The person responsible for a place of business that continues to operate shall operate the business in compliance with the advice, recommendations and instructions of public health officials, including any advice, recommendations or instructions on physical distancing, cleaning or disinfecting.

This provision makes it mandatory for someone operating a place of business to comply with “advice” and “recommendations”, as well as “instructions”. “Advice” and “recommendations” normally refer to behaviours that, while desirable, are not actually required. Under Schedule 3, however, not following advice or recommendations becomes an offence under O. Reg. 82/20 and thus makes the individual and business liable for the fines ranging from up to $100,000 for individuals, up to $500,000 for directors and officers of a corporation, as well as imprisonment of not more than one year in both cases, and up to $10,000,000 for a corporation as provided for under the EMCPA.
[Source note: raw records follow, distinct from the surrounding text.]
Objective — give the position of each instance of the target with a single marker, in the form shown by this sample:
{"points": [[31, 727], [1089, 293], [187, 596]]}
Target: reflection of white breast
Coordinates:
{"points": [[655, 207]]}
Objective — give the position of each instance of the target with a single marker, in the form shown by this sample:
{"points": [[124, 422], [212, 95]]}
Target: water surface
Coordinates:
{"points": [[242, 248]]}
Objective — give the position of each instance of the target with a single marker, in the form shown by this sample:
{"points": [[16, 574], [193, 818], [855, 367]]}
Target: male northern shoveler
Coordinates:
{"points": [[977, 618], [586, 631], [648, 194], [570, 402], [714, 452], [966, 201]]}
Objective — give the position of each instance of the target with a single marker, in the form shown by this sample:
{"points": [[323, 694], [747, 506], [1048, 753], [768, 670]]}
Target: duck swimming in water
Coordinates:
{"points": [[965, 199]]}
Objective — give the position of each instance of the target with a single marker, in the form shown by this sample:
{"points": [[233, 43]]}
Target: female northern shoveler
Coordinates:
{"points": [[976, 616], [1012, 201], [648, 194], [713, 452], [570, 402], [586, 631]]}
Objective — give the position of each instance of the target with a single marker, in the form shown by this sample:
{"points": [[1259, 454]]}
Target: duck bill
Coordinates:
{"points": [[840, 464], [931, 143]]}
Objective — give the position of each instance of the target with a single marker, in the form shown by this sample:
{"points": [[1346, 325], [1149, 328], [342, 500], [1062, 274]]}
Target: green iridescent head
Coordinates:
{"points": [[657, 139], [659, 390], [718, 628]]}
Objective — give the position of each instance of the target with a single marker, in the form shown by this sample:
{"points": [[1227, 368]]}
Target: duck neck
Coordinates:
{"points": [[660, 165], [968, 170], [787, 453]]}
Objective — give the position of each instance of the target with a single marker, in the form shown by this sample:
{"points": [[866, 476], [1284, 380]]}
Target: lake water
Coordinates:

One simple example illustrates how this might work. Medical officers of health and others are now changing their advice about wearing masks, indicating that it might be desirable to do so, when before they were even advising against or at least downplaying the value of doing so. It is possible that a public health official recommends to a grocery store operator that it might be a good idea if they ask shoppers to wear masks when they enter the store. Under Schedule 3, that recommendation is mandatory and requires the store operator to (for example) prohibit entry to people not wearing a mask. Yet it is only because a “recommendation” has been magically turned into a legal obligation that grocers must impose the requirement on shoppers and shoppers must wear a mask if they want to buy groceries in person, even though there isn’t a law requiring people to wear masks.

Advice and recommendations may be very helpful and, indeed accepted, but making them mandatory and thus failure to follow them subject to penalty steps over a line dividing law from good suggestions.

[UPDATED UPDATE] I’ve been advised by a lawyer that they found O. Reg. 119/20 on the e-Laws website unlinked to the EMCPA. I checked and found it is necessary to click on O. Reg. 82/20 there to find O. Reg. 119/20, just as it is now that it is listed (indirectly) among the regulations under the EMCPA.


  1. Morris J. Winer

    I appreciate that there is someone checking on potential abuses of the emergency regulations in failure of clarity, notification, and enforcement. I note that the Civil Liberty Union and some newspapers have sounded an alarms. Good work!

  2. I agree, Morris, the Canadian Civil Liberties Association has been on top of this, recognizing this is a time for emergency restrictions, but also recognizing the temptation of governments to go beyond the parameters of what is allowed by law.

  3. I deem any legal business which puts food on the table instead of reliance on the dole, “essential”. Instead of dividing work as essential, and non essential, why not allow anyone to work who can demonstrate safety precautions such as physical distancing. It would probably involve letting go some but not all staff or rotating staff. At least the depression of helplessness, idleness, and loneliness would be assuaged for more people. Of course some occupations could not safely be carried on such as barbering, at the present state of knowledge, but a clothing shop or clothing repair shop could be carried on in the manner of a take-out food shop.

    We have now, a devastating national debt. What is going to happen after the cure and prevention remedies? How will the debt be paid for?

  4. “What is going to happen after the cure and prevention remedies? How will the debt be paid for?” I’m going to speculate that similar to FDR’s New Deal, the U.S. “may” embrace U.S. Representative Alexandria Ocasio-Cortez’s advocacy of the Green New Deal. Canada and the rest of the world “may” also do the same. My hope springs eternal.